THE reform of intergovernmental financing arrangements (RIGFA) is working well for the provinces and local-level governments, according to the National Economic and Fiscal Commission (NEFC).
NEFC chairman and chief executive officer Nao Badu had commended the Government for implementing the new system of intergovernmental financing as it should by law.
In the 2010 Budget, provinces and LLGs were given a 17% increase in their goods and services grants (K30 million) compared to the 2009 budget allocations.
This is on top of a 40% increase in 2009 (K37 million) for goods and services from 2008.
This is the result of the new funding arrangements where funding is now distributed on needs basis.
It is also affordable and sustainable for the Government, as the total funding for provinces and LLGs is now a set percentage of total resources available to the Government.
In 2009, an amount
of K177 million was allocated for the equalisation amount to be shared amongst the provinces and LLGs.
For next year, the share has increased to K207 million which is 5.48% of the net national revenue received in 2008.
As part of the implementation process, the NEFC is working closely with the Department of Treasury to close the priority gap.
This is done by visiting the provinces to encourage them to increase their budget allocations and spending on core MTDS areas, namely health, education, agriculture, transport infrastructure, village courts and HIV/AIDS.
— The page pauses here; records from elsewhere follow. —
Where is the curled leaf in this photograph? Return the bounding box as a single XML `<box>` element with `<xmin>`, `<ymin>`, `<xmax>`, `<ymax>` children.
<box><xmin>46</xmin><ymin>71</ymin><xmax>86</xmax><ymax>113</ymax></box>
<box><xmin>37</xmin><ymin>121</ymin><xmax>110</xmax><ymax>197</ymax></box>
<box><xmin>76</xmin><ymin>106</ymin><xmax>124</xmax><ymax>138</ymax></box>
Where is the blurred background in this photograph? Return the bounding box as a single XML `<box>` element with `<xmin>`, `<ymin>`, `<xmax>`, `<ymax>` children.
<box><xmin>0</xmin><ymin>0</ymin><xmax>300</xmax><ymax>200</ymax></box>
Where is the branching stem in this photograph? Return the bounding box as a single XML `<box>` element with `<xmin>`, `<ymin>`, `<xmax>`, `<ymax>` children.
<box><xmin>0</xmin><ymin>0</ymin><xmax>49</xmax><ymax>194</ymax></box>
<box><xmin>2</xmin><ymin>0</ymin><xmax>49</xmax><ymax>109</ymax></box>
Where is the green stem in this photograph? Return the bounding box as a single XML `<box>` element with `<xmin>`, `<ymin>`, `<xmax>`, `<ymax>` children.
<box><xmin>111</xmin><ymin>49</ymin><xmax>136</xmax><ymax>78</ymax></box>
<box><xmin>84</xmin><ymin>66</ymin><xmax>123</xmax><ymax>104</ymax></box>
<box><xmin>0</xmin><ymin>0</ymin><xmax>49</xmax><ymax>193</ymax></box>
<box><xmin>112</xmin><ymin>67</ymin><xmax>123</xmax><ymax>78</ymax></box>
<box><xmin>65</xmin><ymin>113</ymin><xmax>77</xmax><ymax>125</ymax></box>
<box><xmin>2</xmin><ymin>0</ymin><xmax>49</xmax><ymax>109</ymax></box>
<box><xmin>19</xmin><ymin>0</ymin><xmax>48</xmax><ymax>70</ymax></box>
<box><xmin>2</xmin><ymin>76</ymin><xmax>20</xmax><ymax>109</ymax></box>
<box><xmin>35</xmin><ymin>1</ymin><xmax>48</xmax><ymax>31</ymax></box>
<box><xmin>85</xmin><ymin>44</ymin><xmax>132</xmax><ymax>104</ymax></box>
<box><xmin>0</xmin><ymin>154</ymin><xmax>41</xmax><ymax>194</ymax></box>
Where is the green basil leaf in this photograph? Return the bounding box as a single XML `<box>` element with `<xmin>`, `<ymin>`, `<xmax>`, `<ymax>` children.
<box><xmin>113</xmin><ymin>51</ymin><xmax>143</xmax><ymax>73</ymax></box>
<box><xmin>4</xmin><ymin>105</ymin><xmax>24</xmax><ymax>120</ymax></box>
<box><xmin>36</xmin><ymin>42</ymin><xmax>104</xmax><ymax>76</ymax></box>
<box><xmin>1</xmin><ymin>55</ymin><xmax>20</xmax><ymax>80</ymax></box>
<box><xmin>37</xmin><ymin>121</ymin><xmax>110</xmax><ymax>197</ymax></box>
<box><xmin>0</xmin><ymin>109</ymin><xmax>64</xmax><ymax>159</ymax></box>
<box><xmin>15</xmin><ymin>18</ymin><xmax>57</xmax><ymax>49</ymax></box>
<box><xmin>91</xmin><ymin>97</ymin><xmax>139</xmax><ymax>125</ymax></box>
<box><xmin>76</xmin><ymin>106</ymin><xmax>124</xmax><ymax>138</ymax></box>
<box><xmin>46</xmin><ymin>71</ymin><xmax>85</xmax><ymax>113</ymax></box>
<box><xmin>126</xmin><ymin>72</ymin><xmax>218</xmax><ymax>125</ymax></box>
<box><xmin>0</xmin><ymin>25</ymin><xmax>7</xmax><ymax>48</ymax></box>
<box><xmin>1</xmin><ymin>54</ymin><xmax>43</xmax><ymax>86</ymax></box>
Mr Badu said the budget for recurrent goods and services budget is the most important part of the budget which is intended for delivery of basic services.
“Without this funding, drugs will not be distributed to the aid posts in the rural areas, school materials for rural schools will not be delivered and rural roads will not get maintained.
“The increase in the function grants in 2009 and 2010 as a result of RIGFA are a great step forward in delivering services to the people of Papua New Guinea.”